De dupe van de politieke ideologisering zijn alle wetenschappers met opvattingen die van het dominante paradigma afwijken. Voor het openlijk uiten van zulke opvattingen is inmiddels vaak veel moed vereist. Maar de grootste dupe zijn misschien nog wel de studenten. De meeste van de genoemde politieke credo’s schetsen het beeld van een snel naderende catastrofe of een diepgeworteld sociaal onrecht dat onze hele maatschappij doordrenkt. Wie deze stellingen als onbetwistbare waarheden aan studenten presenteert, voedt in hen de overtuiging dat er maar weinig is om voor te leven. Zo creëer je een voedingsbodem voor cynisme, uitzichtloosheid en depressie. En wek je de illusie dat radicaal activisme het enige alternatief zou zijn.
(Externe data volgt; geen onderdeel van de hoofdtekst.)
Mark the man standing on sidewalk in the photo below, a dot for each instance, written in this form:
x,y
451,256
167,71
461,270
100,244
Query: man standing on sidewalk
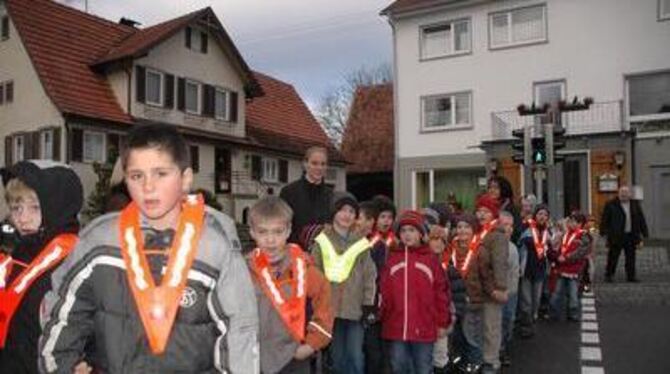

Met klem doen wij dan ook een drievoudige oproep aan de Nederlandse universiteiten en aan alle andere wetenschappelijke instituties:
1) Zie er actief op toe dat de veelzijdigheid van het wetenschappelijk debat in zowel onderzoek als onderwijs gereflecteerd wordt.
2) Betracht uiterste zelfkritiek in het onderscheiden van maatschappelijke betrokkenheid en politieke vooringenomenheid.
3) Maak afwijkende perspectieven nooit bij voorbaat verdacht, maar koester ze als belangrijke toetsstenen in het proces van waarheidsvinding.

Deze drie punten komen samen in Albert Einsteins beroemde uitspraak dat ‘the right to search for truth implies also a duty: one must not conceal any part of what one has recognized to be true’. Alleen door volledige openheid te betrachten kan de universiteit haar wetenschappelijke roeping waarmaken en haar studenten opleiden tot daadwerkelijk kritische burgers; burgers die bevrijd zijn van tunnelvisies van welke aard dan ook, en die in staat zijn om over een breed spectrum aan wetenschappelijke opvattingen een beredeneerd en autonoom oordeel te vellen.